Plus, I'm a big merch guy. Gang Starr always did well with selling shirts on the road for years and it always made us a lot of money, and on top of that you're serving the fans ... Since I was a little kid I used to go with my mom to go see shows and she'd always buy me a T-shirt, whether it was Jackson 5, Earth, Wind & Fire, The Commodores, Prince or whatever, and I'd always wear the shirt to school the next day.
A major part of your site is Bars in the Booth. How did that come about?
People were telling me, "You should put something up there where people freestyle and rap over the beat," and after resisting at first, I figured, I got Papoose coming in to work on a record anyway so I'll run that by him ... And when I saw the grittiness of the footage and everything, I loved it. So from there I decided to make something. People started seeing it and wanting to be on it. It got to the point where I started getting all these texts and emails from everybody wanting to be on Bars in the Booth.
Does Gang Starr have a separate website in the works?
Guru's son and I are starting the Gang Starr site ... it's almost ready to launch. His older sister is also involved, she's another member of the Elam family, who I trust, and we're gonna all make sure that his legacy lives on.… I'm creating 20 dope designs based on our classic works like, "The Gang Starr has got to be the sure shot," "Royalty"...
Speaking of royalty, you've been the maestro behind the BET Hip Hop Awards Cyphers. If you could pick any five artists to have in the ultimate cypher, who would they be?

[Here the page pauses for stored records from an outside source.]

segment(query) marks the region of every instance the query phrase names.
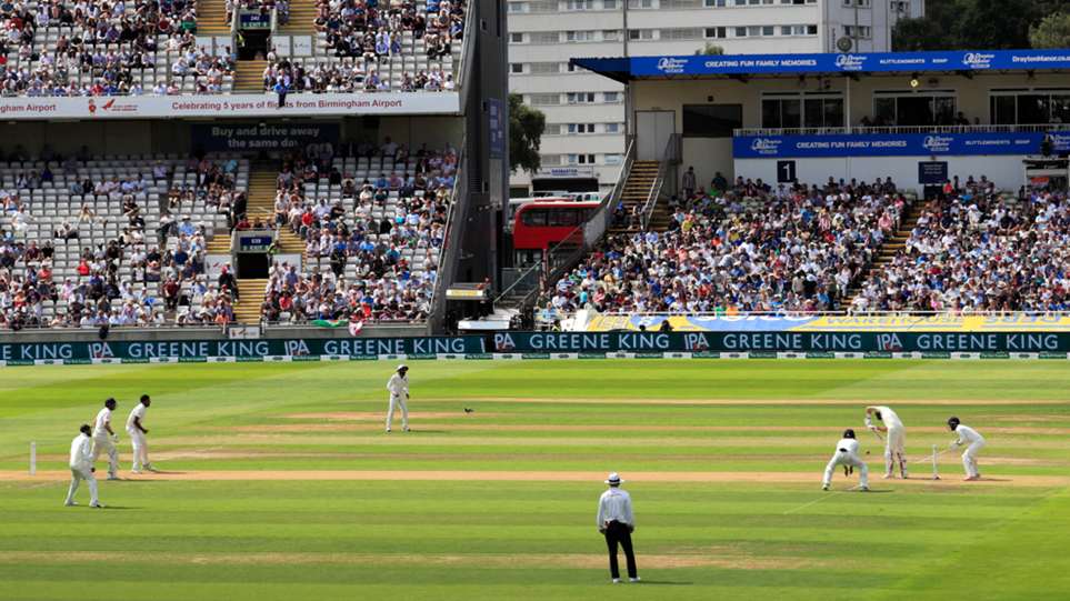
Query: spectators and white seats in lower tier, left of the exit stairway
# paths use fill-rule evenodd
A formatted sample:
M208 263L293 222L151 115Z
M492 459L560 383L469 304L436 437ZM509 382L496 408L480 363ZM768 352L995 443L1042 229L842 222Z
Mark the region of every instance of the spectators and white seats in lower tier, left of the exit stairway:
M19 147L9 160L54 168L64 181L20 176L0 190L0 329L162 325L167 311L180 324L233 319L230 291L204 273L206 223L150 204L163 199L147 191L167 190L178 161L143 161L137 178L93 186L79 174L87 166L130 161L97 161L86 147L66 160L46 147L36 161ZM186 200L228 193L220 167L206 156L197 163L201 183ZM230 174L229 161L221 169Z

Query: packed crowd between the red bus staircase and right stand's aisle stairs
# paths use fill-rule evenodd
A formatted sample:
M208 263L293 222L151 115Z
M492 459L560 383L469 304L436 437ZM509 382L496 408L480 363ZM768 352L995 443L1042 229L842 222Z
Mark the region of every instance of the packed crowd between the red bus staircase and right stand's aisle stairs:
M684 200L669 203L669 229L640 231L618 208L618 226L634 233L603 239L556 290L543 319L593 309L603 313L817 313L838 309L909 200L890 180L829 178L776 189L760 179L734 186L718 174L713 190L684 178ZM624 223L621 223L623 220Z

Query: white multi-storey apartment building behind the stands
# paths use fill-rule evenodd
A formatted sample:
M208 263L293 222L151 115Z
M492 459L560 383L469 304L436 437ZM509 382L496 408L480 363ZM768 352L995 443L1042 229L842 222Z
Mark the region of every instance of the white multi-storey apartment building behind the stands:
M624 152L624 87L573 58L890 52L891 29L924 14L923 0L507 0L509 90L547 116L542 171L510 190L612 186ZM843 42L840 42L843 43ZM532 182L532 179L536 181Z

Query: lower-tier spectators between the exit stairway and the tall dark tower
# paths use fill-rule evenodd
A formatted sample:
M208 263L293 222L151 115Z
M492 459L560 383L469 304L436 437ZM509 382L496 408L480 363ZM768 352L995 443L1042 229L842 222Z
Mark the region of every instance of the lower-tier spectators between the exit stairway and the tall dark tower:
M342 174L339 166L353 159L368 177ZM379 169L368 172L371 166ZM261 318L426 320L456 169L449 144L441 153L422 144L410 154L390 138L378 149L367 139L313 140L287 152L269 224L300 236L311 268L274 262Z

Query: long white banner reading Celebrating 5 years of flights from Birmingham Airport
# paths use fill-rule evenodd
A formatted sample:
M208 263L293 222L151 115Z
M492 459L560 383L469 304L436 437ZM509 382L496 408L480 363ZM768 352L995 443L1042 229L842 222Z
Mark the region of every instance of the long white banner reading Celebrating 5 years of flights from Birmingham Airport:
M4 119L182 119L390 114L456 114L457 92L291 94L279 108L276 94L122 96L0 98ZM251 149L249 149L251 150Z

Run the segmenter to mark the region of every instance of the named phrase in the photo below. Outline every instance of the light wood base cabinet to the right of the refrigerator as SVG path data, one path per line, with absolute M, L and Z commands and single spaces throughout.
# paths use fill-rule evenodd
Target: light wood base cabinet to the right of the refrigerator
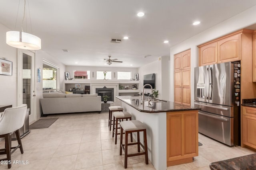
M 242 106 L 242 140 L 241 146 L 256 149 L 256 108 Z

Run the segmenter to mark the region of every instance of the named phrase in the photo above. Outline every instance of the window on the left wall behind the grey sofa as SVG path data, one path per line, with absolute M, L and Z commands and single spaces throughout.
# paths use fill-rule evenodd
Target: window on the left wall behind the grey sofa
M 57 89 L 57 68 L 43 64 L 43 91 Z

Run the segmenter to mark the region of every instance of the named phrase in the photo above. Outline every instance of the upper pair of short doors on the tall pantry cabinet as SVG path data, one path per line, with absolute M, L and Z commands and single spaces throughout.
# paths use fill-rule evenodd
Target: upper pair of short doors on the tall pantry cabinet
M 190 49 L 174 55 L 174 70 L 190 68 Z

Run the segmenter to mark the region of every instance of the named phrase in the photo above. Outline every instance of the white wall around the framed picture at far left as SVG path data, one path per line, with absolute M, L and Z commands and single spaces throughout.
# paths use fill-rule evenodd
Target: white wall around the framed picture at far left
M 12 76 L 0 75 L 0 105 L 17 106 L 17 50 L 6 44 L 6 32 L 10 31 L 0 23 L 0 59 L 12 61 Z

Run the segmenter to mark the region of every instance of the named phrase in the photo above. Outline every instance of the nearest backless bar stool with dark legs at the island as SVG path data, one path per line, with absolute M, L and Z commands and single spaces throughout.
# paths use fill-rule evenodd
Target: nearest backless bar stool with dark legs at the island
M 138 156 L 145 154 L 145 162 L 148 164 L 148 146 L 147 146 L 147 134 L 146 126 L 138 120 L 122 121 L 120 122 L 120 155 L 124 150 L 124 168 L 127 168 L 127 158 L 130 156 Z M 125 144 L 123 145 L 123 131 L 125 131 Z M 140 143 L 140 131 L 144 134 L 144 146 Z M 137 142 L 128 144 L 128 133 L 137 132 Z M 137 145 L 138 152 L 135 154 L 128 154 L 128 145 Z M 144 152 L 140 152 L 140 146 L 144 149 Z

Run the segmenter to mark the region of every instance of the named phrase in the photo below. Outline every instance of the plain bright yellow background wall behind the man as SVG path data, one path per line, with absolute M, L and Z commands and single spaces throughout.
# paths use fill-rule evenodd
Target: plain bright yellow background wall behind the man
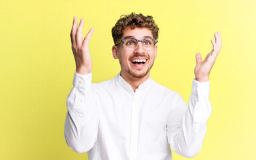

I wanna put together a cypher this year with classic artists. Ideally, I'd love to do one with Big Daddy Kane, Rakim, KRS-One, Kool G Rap and Chuck D and have to have a sixth one, LL Cool J.

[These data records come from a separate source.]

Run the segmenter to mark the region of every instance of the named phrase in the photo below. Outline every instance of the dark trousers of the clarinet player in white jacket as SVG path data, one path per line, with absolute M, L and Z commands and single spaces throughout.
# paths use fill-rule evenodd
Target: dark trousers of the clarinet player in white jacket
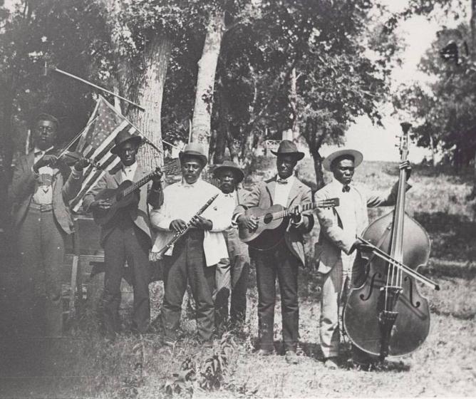
M 212 336 L 215 266 L 207 266 L 205 262 L 203 237 L 202 230 L 190 230 L 175 244 L 172 257 L 166 257 L 162 325 L 167 341 L 177 340 L 187 279 L 197 308 L 198 336 L 205 341 Z

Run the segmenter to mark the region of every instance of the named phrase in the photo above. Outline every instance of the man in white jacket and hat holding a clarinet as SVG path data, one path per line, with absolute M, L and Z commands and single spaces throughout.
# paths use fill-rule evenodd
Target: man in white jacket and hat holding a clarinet
M 187 280 L 195 299 L 198 337 L 209 341 L 214 331 L 215 267 L 220 259 L 227 258 L 227 245 L 223 231 L 230 225 L 229 215 L 212 202 L 201 215 L 198 210 L 214 195 L 217 187 L 204 182 L 200 175 L 207 165 L 207 155 L 201 145 L 192 142 L 180 152 L 182 180 L 165 187 L 164 202 L 151 212 L 150 220 L 156 227 L 152 254 L 159 252 L 177 232 L 190 222 L 190 229 L 165 253 L 165 294 L 162 305 L 164 343 L 173 345 L 178 338 L 182 299 Z

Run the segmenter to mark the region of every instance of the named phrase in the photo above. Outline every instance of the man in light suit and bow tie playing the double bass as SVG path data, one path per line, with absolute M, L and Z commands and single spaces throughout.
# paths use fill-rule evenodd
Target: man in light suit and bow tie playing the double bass
M 344 288 L 346 281 L 351 280 L 348 277 L 356 249 L 362 245 L 356 236 L 368 226 L 367 208 L 395 204 L 398 190 L 398 182 L 386 193 L 366 192 L 363 187 L 351 184 L 354 170 L 362 160 L 363 155 L 356 150 L 338 150 L 326 157 L 323 166 L 333 173 L 333 180 L 314 195 L 315 202 L 334 197 L 340 200 L 333 209 L 317 209 L 321 232 L 315 256 L 318 270 L 324 274 L 319 335 L 327 368 L 337 368 L 338 321 L 346 300 Z M 410 163 L 402 162 L 400 169 L 403 168 L 410 170 Z

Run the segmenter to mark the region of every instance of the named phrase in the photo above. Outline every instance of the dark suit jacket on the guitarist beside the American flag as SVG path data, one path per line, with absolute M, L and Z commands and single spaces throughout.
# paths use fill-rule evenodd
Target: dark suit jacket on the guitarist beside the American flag
M 118 167 L 115 167 L 113 170 L 106 172 L 103 177 L 100 178 L 98 183 L 86 193 L 85 197 L 83 198 L 83 209 L 86 212 L 89 211 L 90 204 L 93 203 L 95 196 L 98 195 L 99 192 L 104 189 L 115 189 L 119 187 L 120 183 L 123 182 L 121 170 L 122 164 L 118 165 Z M 137 182 L 138 180 L 142 179 L 147 174 L 148 172 L 145 172 L 142 167 L 138 166 L 137 170 L 135 170 L 135 175 L 133 179 L 134 182 Z M 148 204 L 150 204 L 153 208 L 158 208 L 164 200 L 162 190 L 157 192 L 155 190 L 151 190 L 151 187 L 151 181 L 148 182 L 148 184 L 140 187 L 140 199 L 138 207 L 128 208 L 130 218 L 133 220 L 135 225 L 148 235 L 150 247 L 152 247 L 152 233 L 150 227 Z M 114 227 L 116 227 L 115 223 L 103 226 L 100 236 L 101 245 L 104 244 L 104 240 L 106 239 L 106 237 L 108 237 L 108 234 L 113 231 Z

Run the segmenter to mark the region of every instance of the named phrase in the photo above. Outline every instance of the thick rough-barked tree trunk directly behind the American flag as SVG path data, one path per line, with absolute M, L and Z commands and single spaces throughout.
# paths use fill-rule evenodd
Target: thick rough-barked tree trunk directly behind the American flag
M 142 83 L 137 90 L 137 102 L 145 108 L 141 111 L 133 108 L 130 119 L 138 129 L 153 142 L 160 152 L 151 145 L 144 144 L 140 147 L 138 162 L 146 170 L 163 165 L 162 147 L 162 95 L 164 92 L 165 76 L 172 51 L 172 41 L 166 36 L 154 36 L 145 48 L 145 72 Z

As for the incoming generation, you've been working with Joey Bada$$ and the Pro Era Crew, what advice have you given them?
I told him that he really, really has to make sure that his pen gets hotter as he grows to make sure his rhymes get better. He's so young and he's formatting his style to get more and more intense but I told him, "You have to make your rhymes better in order to still keep the buzz you got." … I just met Nyck [Caution] the other day, we were working on a song, we were all talking about girl problems that even I've had and I'm 48 years old…Joey and I were working a record he wanted to be like a stadium anthem.

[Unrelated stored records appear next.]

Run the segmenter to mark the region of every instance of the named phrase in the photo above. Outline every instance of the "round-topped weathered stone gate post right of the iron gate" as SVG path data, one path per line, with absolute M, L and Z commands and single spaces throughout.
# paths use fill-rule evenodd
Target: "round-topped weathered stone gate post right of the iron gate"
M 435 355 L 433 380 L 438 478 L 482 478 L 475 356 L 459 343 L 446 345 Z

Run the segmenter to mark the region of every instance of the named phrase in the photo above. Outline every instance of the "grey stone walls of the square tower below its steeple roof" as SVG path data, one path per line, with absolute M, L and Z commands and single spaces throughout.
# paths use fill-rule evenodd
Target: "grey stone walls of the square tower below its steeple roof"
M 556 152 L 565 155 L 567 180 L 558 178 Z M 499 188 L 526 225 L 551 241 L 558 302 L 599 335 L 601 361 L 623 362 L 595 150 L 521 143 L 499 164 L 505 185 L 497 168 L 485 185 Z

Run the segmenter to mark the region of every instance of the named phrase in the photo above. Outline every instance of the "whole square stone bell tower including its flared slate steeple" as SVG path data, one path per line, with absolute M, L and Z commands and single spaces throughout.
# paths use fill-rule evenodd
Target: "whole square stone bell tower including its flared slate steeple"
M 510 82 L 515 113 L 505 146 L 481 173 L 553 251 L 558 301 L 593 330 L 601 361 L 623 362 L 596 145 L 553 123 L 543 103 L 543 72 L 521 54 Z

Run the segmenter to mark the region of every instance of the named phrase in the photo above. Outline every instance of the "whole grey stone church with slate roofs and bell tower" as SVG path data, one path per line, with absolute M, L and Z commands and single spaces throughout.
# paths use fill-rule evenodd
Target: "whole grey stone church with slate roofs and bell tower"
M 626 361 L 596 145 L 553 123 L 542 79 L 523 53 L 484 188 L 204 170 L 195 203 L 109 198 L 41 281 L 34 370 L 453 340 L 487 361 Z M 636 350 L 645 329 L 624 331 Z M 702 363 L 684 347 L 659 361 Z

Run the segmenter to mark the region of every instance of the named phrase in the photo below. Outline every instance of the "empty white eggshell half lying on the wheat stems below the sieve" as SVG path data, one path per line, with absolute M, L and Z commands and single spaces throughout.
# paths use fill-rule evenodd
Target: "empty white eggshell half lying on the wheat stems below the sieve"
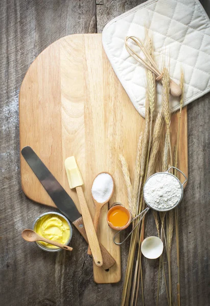
M 155 259 L 160 257 L 164 250 L 164 244 L 156 236 L 145 238 L 141 245 L 141 251 L 146 258 Z

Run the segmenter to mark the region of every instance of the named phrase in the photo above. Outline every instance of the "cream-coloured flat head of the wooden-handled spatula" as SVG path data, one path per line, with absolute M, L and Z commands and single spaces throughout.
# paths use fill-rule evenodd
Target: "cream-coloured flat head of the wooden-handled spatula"
M 83 185 L 82 176 L 77 166 L 74 156 L 68 157 L 65 160 L 65 170 L 70 188 L 75 188 Z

You've also worked with Kanye a few times. Is he as wild in the studio as the person the public sees in the tabloids?
The way he acts, he been acting like that even when he was broke. I knew him when he had no money, before he was even rapping.… We were off stage one night [on Common's Electric Circus Tour], just hangin' and Kanye was like, "Hey Premiere I just signed to Roc-A-Fella, I'm about to drop a whole album and it's gonna go double platinum!" I was looking at him like, "Alright that's a little cocky to say that, but I'm not gonna sleep on it because I never doubt anybody. So I told him I hope it does sell that. And God damn it that thing sold two million copies! He definitely made me a believer.
The best part about him is that he wears passion on his sleeve. Everybody always thinks he's weird or whatever, and he is weird, but I'm weird. We're part of a weirdo click. You gotta be a weirdo to do what we do. You gotta be a DJ nerd and all that stuff to have the capacity in your mind to make something that's different than your average.